Trump, sin duda, podrá intentar preservar el trumpismo como si todos esos votos fueran suyos, pero un trumpismo sin Trump dentro del Partido Republicano condenaría a este a un fracaso histórico. Otra cosa es que Trump conciba la aventura en solitario de ese tercer partido que siempre parece despuntar en la política norteamericana pero nunca se ha consolidado. La derrota de Trump abre la reconstrucción del espacio republicano desde una sólida presencia institucional en las dos cámaras del Congreso. Las personalidades republicanas que ya se han pronunciado contra la pretensión del presidente derrotado de llevar al límite su batalla judicial, deslegitimando el proceso electoral, anuncian ya el post-trumpismo. El alejamiento de Trump de apoyos mediáticos tan importantes como la cadena Fox es igualmente sintomático y poco alentador para sus pretensiones.
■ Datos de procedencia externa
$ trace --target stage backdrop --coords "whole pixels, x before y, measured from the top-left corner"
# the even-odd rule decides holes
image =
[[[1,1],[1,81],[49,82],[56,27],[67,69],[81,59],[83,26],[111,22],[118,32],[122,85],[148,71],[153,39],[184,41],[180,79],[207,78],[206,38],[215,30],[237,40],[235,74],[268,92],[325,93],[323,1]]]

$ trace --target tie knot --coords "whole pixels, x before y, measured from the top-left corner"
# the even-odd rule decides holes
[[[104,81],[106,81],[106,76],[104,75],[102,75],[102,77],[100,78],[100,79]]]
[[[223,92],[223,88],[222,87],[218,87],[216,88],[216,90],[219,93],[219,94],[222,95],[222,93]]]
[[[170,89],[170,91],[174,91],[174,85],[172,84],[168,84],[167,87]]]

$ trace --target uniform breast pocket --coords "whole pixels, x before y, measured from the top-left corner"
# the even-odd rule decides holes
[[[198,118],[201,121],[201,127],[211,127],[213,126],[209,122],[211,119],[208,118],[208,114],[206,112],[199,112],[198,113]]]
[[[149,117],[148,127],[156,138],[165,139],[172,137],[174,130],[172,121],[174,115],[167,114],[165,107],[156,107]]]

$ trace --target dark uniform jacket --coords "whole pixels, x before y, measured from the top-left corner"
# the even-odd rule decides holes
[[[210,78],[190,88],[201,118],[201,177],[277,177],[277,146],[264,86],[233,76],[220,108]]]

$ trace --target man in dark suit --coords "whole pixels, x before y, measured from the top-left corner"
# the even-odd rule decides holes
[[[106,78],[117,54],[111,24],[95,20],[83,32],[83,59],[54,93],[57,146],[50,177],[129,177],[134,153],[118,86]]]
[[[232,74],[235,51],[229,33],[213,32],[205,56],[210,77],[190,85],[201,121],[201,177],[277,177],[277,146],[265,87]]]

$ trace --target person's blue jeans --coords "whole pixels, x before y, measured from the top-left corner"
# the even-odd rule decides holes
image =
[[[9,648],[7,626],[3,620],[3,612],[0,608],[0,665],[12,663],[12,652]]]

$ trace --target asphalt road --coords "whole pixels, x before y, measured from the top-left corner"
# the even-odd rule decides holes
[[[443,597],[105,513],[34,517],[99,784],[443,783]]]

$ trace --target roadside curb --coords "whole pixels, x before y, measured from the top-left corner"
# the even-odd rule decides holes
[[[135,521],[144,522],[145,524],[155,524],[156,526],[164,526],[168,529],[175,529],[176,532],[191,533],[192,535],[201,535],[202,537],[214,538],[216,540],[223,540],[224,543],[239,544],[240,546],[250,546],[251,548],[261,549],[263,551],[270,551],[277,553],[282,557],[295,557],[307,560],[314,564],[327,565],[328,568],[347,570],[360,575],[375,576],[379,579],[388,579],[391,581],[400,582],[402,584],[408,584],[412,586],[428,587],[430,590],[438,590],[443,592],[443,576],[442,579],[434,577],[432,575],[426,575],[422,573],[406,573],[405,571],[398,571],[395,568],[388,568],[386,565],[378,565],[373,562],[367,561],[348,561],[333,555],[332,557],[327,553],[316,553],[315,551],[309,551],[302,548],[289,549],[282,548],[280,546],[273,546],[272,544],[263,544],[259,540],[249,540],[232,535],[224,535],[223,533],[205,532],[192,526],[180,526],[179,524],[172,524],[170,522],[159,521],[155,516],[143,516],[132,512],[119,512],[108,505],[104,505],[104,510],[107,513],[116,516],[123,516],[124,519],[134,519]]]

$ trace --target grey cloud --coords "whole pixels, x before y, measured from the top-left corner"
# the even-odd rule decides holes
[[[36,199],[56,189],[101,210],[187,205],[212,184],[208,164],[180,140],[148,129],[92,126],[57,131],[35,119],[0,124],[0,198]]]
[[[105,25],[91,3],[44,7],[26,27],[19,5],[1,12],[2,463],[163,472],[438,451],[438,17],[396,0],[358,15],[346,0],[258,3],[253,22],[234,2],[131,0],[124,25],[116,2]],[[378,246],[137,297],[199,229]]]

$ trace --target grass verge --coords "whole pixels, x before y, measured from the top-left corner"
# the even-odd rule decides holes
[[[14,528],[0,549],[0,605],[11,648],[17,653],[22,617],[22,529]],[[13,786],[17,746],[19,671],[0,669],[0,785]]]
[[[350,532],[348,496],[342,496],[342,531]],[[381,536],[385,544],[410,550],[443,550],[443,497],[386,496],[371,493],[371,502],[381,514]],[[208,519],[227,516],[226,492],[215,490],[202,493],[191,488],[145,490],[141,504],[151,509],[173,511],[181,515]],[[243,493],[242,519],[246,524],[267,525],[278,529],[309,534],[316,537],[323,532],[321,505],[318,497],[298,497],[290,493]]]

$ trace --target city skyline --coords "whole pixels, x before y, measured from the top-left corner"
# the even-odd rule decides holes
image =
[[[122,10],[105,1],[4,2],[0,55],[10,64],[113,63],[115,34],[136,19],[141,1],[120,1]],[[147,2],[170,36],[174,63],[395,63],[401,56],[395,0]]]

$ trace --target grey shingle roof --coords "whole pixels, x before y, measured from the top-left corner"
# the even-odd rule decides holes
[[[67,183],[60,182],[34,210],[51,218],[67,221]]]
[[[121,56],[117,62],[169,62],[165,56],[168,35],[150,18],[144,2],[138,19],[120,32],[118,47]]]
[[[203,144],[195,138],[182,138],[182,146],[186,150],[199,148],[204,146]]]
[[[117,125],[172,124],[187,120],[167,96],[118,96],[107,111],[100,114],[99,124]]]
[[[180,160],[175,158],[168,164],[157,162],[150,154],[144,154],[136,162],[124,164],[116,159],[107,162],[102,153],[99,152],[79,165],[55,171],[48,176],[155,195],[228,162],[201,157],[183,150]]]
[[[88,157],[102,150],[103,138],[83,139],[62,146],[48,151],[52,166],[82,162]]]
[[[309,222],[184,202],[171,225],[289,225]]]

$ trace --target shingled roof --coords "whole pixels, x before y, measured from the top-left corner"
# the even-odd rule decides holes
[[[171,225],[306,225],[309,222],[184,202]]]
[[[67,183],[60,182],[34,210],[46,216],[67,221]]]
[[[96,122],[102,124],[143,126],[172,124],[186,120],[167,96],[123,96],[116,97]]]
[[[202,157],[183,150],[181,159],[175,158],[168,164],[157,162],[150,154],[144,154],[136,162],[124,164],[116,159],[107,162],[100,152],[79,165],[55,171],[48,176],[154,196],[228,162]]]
El Partido Republicano es un elemento vertebral de la democracia americana. Representa unos valores y una tradición política con un gran peso en la sociedad americana y en su sistema institucional. Del mandato de Trump, los republicanos deben mantener la visibilidad y la preocupación por esa América del interior, de clases medias devaluadas, de desindustrialización y ruptura del tejido comunitario. Frente a una presidencia como la de Biden, recibida con alivio, pero con grandes dificultades objetivas para definir su papel en medio de tantas expectativas, el Partido Republicano, sobre un espacio reconstruido que no le condene al radicalismo populista y al cultivo de la polarización, puede aspirar a ser la opción ganadora dentro de cuatro años.